Re: dump/restore corrupted filesystems

2007-04-18 Thread CyberLeo Kitsana
Roland Smith wrote:
 Sorry if I wasn't clear. Most all of the data is readable and complete
 if I mount the filesystem read-only. It just panics the box when mounted
 read/write, and fsck can't fix the damage.
 
 That might be worth filing a PR for, especially the panics. 
 
 Exactly what is damaged?  Garbage in files? Wrong inode counts? I've had
 unclean filesystems because of panics, but nothing fsck_ffs couldn't
 fix.
 
 You might want to check the hardware too. Use smartmontools in case of
 (S)ATA drives.

Smart says that the drives are fine, as does the manufacturer's disk
fitness tools. All the files that are readable contain correct data, but
the files that are corrupt are totally not readable, and cannot even be
removed manually:

--8--
rsync: readlink
/raid/Backup/Pizzabox/2007-02-23/cyberleo/secondlife/linux/SecondLife_i686_1_13_2_15/skins/xui/es
failed: Bad file descriptor (9)
rsync: readlink
/raid/Backup/Pizzabox/2007-02-23/cyberleo/secondlife/linux/SecondLife_i686_1_13_2_15/skins/xui/fr
failed: Bad file descriptor (9)
--8--

fsck_ufs dies after about 30 minutes of grinding with the following:

--8--
** Phase 2 - Check Pathnames
DIRECTORY CORRUPTED  I=93409222  OWNER=1002 MODE=40755
SIZE=512 MTIME=Feb 10 00:49 2007
DIR=?

UNEXPECTED SOFT UPDATE INCONSISTENCY

SALVAGE? no

MISSING '.'  I=93409222  OWNER=1002 MODE=40755
SIZE=512 MTIME=Feb 10 00:49 2007
DIR=?

UNEXPECTED SOFT UPDATE INCONSISTENCY
CANNOT FIX, FIRST ENTRY IN DIRECTORY CONTAINS

UNEXPECTED SOFT UPDATE INCONSISTENCY
fsck_ufs: inoinfo: inumber -1170056596 out of range
--8--

(full output is at
http://home.cyberleo.net/cyberleo/workspace/Zip/Bugs/fbsd-20070320-corr/saba-fsck-raid.txt
)

It's possible this might be a result of the odd interaction between
geom_raid5 and UFS, as discovered in January (
http://www.nabble.com/geom_raid5-livelock--p8304142.html ), but I can't
be sure.


I've already chalked this up to just an unfortunate occurrence, as the
circumstances that caused the corruption in the first place are likely
either long gone or so obscure as to be nearly impossible for me to root
out.

 Looking at /usr/src/sbin/dump/traverse.c, dump traverses the used
 inodes list and all directories.

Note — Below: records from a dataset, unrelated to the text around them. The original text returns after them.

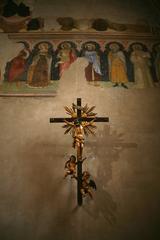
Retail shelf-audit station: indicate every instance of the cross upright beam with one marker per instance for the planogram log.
(79, 118)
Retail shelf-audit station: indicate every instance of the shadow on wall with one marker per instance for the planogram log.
(106, 150)
(45, 203)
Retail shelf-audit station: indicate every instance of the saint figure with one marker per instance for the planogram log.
(39, 70)
(141, 60)
(117, 66)
(93, 70)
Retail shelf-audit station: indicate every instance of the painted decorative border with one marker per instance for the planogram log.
(84, 35)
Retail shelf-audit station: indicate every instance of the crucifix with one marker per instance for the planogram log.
(81, 122)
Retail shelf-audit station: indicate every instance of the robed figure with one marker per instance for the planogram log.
(66, 54)
(141, 59)
(40, 65)
(94, 71)
(15, 70)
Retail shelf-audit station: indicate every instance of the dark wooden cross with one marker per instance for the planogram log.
(79, 119)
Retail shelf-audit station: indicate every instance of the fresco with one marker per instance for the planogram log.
(39, 67)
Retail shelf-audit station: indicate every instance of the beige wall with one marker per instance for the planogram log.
(37, 204)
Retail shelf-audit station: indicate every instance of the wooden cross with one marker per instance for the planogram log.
(79, 119)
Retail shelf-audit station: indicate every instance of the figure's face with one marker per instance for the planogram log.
(65, 46)
(158, 48)
(73, 159)
(90, 47)
(43, 47)
(114, 47)
(137, 47)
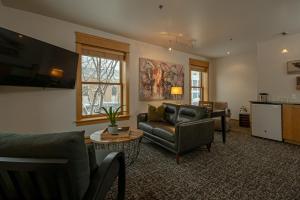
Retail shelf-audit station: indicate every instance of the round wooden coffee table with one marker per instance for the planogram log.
(129, 144)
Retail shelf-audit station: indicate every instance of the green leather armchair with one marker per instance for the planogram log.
(57, 166)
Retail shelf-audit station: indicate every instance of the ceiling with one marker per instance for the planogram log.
(207, 24)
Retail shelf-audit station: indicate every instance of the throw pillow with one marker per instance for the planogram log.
(156, 114)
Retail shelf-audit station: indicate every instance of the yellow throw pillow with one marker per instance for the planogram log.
(156, 114)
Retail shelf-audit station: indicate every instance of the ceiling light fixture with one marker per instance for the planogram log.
(284, 51)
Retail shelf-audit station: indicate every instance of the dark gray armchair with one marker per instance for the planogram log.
(184, 128)
(57, 166)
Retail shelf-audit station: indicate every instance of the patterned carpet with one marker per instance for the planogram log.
(244, 168)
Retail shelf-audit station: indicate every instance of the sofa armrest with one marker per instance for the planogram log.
(142, 117)
(104, 176)
(192, 134)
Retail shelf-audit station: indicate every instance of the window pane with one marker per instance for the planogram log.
(195, 78)
(96, 69)
(95, 96)
(195, 96)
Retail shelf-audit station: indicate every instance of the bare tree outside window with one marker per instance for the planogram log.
(101, 84)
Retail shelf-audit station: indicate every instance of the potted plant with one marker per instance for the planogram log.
(112, 115)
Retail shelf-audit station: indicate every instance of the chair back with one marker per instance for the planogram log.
(29, 178)
(208, 104)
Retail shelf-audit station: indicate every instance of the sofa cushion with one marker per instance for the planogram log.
(69, 146)
(191, 113)
(171, 111)
(165, 131)
(146, 126)
(156, 114)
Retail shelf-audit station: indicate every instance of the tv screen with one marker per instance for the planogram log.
(25, 61)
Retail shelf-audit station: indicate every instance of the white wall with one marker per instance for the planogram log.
(272, 68)
(53, 110)
(236, 80)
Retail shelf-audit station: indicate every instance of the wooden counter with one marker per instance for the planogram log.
(291, 123)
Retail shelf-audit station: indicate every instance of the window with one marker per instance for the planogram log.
(101, 80)
(198, 81)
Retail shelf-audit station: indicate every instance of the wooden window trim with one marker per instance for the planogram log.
(103, 45)
(202, 66)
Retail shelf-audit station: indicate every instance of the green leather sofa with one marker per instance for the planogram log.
(185, 127)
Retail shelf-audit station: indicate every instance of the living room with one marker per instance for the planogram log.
(241, 52)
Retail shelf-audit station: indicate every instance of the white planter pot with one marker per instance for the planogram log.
(113, 130)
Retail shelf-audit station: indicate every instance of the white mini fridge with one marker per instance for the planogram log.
(266, 120)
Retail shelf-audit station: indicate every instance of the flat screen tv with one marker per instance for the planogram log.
(25, 61)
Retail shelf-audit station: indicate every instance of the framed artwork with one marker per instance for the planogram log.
(157, 78)
(293, 67)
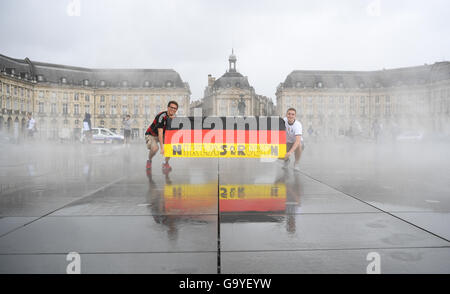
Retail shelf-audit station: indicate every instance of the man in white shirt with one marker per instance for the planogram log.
(31, 128)
(294, 140)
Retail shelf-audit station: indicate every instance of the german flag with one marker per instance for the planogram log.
(243, 137)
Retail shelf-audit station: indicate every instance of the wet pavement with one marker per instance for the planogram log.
(225, 215)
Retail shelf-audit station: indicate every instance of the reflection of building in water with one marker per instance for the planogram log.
(59, 95)
(232, 95)
(338, 102)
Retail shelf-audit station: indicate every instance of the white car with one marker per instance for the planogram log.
(410, 136)
(103, 135)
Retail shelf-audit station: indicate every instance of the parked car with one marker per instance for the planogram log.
(103, 135)
(410, 136)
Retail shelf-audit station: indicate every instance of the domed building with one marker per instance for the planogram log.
(232, 95)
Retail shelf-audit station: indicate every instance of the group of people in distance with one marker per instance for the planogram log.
(155, 135)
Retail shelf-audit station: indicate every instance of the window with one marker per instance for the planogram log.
(223, 108)
(53, 109)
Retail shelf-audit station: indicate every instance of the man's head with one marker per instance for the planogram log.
(290, 114)
(172, 108)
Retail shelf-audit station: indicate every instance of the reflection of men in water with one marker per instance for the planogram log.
(293, 194)
(241, 107)
(155, 197)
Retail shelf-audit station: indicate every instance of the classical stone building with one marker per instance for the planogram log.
(334, 102)
(232, 95)
(60, 95)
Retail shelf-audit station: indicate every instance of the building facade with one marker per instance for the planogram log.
(59, 96)
(232, 95)
(336, 103)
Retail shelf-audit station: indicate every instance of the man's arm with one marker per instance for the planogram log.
(295, 146)
(160, 137)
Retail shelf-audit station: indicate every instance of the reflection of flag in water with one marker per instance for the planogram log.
(233, 198)
(252, 197)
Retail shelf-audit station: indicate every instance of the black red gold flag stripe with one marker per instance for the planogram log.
(245, 137)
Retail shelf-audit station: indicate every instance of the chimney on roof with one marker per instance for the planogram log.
(211, 80)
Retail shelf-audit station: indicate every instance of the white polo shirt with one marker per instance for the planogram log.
(293, 130)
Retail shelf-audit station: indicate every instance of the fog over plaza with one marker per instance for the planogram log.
(370, 80)
(270, 38)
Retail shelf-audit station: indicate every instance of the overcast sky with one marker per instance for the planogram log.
(195, 37)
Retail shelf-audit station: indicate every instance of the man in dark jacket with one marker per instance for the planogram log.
(155, 135)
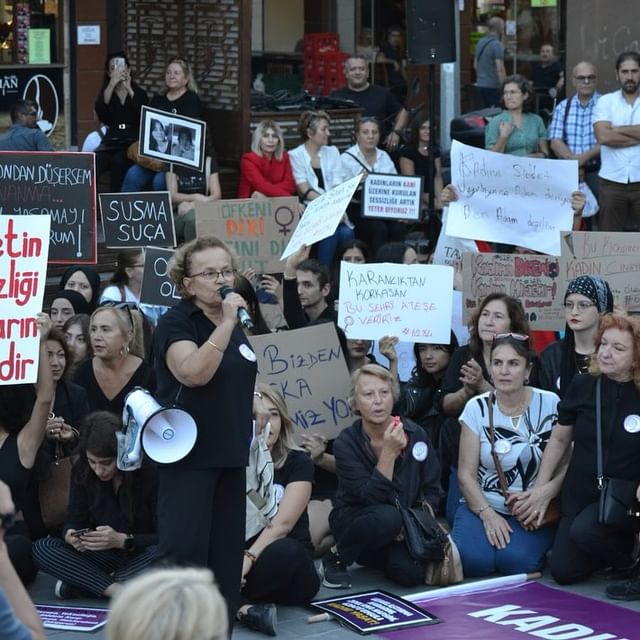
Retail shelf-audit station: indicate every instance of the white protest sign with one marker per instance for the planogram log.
(412, 302)
(24, 249)
(511, 199)
(390, 196)
(322, 216)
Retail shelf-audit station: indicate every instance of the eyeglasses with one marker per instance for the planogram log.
(214, 274)
(580, 306)
(510, 336)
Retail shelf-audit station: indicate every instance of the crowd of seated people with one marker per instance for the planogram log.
(430, 438)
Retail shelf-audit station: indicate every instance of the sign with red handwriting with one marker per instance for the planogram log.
(255, 229)
(308, 367)
(531, 278)
(413, 302)
(24, 247)
(511, 199)
(615, 257)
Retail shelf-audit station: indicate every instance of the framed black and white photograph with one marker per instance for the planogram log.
(172, 138)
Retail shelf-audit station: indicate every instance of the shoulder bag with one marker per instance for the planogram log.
(552, 514)
(618, 506)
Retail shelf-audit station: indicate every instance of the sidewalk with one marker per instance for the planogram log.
(292, 621)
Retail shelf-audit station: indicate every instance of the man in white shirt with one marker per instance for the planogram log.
(617, 127)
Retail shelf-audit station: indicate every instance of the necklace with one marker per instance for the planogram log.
(518, 410)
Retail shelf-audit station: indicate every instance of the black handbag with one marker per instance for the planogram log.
(618, 506)
(423, 535)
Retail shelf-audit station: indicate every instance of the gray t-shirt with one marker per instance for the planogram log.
(488, 50)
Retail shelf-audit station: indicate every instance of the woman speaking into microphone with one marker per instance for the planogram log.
(205, 366)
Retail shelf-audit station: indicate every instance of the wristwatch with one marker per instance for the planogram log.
(129, 542)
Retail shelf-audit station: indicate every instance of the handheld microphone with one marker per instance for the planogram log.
(243, 314)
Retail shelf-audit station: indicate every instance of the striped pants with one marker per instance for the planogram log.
(91, 571)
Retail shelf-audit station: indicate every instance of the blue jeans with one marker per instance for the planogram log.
(327, 247)
(137, 178)
(524, 553)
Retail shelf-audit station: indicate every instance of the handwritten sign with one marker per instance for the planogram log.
(532, 279)
(511, 199)
(135, 220)
(322, 216)
(615, 257)
(157, 287)
(307, 366)
(396, 300)
(390, 196)
(256, 230)
(60, 185)
(24, 243)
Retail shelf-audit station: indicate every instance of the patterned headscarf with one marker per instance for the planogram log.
(594, 288)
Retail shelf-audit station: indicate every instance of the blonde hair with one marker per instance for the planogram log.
(309, 120)
(260, 130)
(129, 321)
(377, 371)
(169, 604)
(285, 441)
(186, 69)
(180, 262)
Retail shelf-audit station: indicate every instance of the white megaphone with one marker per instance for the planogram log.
(166, 434)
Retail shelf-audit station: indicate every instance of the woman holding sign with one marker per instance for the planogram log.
(516, 131)
(364, 158)
(316, 169)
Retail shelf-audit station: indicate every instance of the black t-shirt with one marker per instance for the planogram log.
(297, 468)
(376, 102)
(223, 407)
(621, 448)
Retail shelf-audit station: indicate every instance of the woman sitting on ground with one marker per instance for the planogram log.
(265, 171)
(379, 460)
(117, 366)
(110, 531)
(512, 424)
(278, 565)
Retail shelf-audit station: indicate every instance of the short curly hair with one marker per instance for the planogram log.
(180, 263)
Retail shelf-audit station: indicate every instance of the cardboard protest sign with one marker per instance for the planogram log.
(60, 185)
(157, 287)
(412, 302)
(256, 230)
(308, 367)
(24, 242)
(392, 196)
(532, 279)
(136, 220)
(322, 216)
(510, 199)
(615, 257)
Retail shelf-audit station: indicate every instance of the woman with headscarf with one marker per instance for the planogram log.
(84, 280)
(586, 300)
(66, 304)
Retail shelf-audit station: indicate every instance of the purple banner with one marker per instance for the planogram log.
(72, 618)
(532, 609)
(375, 611)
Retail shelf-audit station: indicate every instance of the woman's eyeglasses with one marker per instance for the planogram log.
(510, 336)
(580, 306)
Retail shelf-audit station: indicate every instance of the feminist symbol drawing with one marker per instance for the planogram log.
(285, 225)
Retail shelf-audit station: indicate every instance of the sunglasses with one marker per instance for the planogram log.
(510, 336)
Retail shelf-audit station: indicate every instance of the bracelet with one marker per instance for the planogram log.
(215, 346)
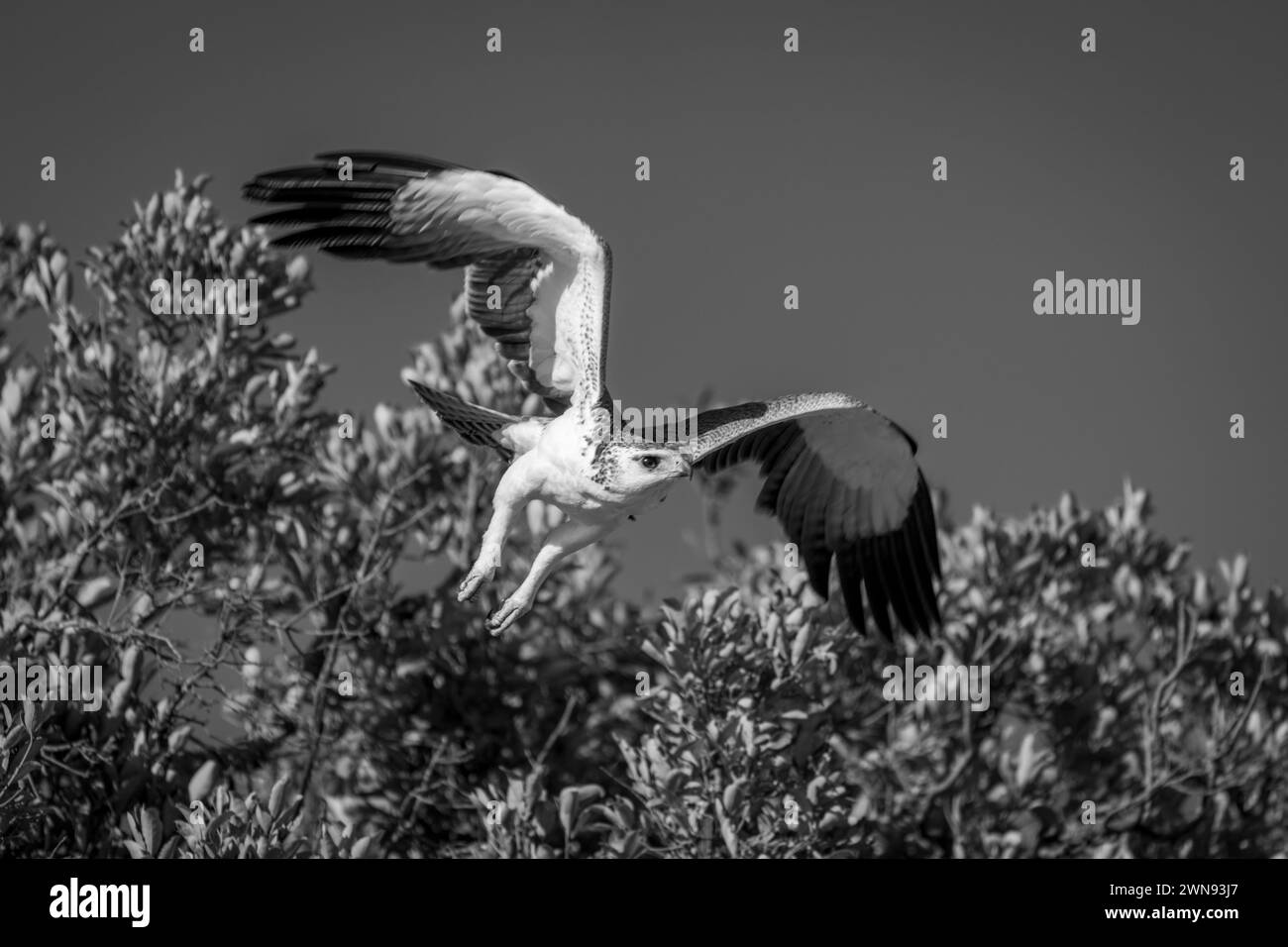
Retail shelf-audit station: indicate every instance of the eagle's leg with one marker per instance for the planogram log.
(563, 541)
(511, 493)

So if any of these is corrupt, your
 dump will be too. And if the contents of the inodes is corrupted, so
 will the dump.

Thanks for this insight. I'll avoid dump/restore and just use manual
copying for now.

--
Fuzzy love,
-CyberLeo
Technical Administrator
CyberLeo.Net Webhosting
http://www.CyberLeo.Net
[EMAIL PROTECTED]

Furry Peace! - http://www.fur.com/peace/
___
freebsd-questions@freebsd.org mailing list
http://lists.freebsd.org/mailman/listinfo/freebsd-questions
To unsubscribe, send any mail to [EMAIL PROTECTED]


Re: dump/restore corrupted filesystems

2007-04-18 Thread Jerry McAllister
On Wed, Apr 18, 2007 at 04:09:22PM -0500, CyberLeo Kitsana wrote:

 Roland Smith wrote:
  Sorry if I wasn't clear. Most all of the data is readable and complete
  if I mount the filesystem read-only. It just panics the box when mounted
  read/write, and fsck can't fix the damage.
  
  That might be worth filing a PR for, especially the panics. 
  
  Exactly what is damaged?  Garbage in files? Wrong inode counts? I've had
  unclean filesystems because of panics, but nothing fsck_ffs couldn't
  fix.
  
  You might want to check the hardware too. Use smartmontools in case of
  (S)ATA drives.
 
 Smart says that the drives are fine, as does the manufacturer's disk
 fitness tools. All the files that are readable contain correct data, but
 the files that are corrupt are totally not readable, and cannot even be
 removed manually:

Given that, I would try to make a dump(8) of it.   If dump dies on
a particular file, try to exclude that file from the dump either by
rm-ing it or setting a nodump flag and try again.   You may not 
actually be able to do the rm or nodump flag though if you cannot
mount it with write permission.   You might be able to force it 
mounted without doing the fsck in single user.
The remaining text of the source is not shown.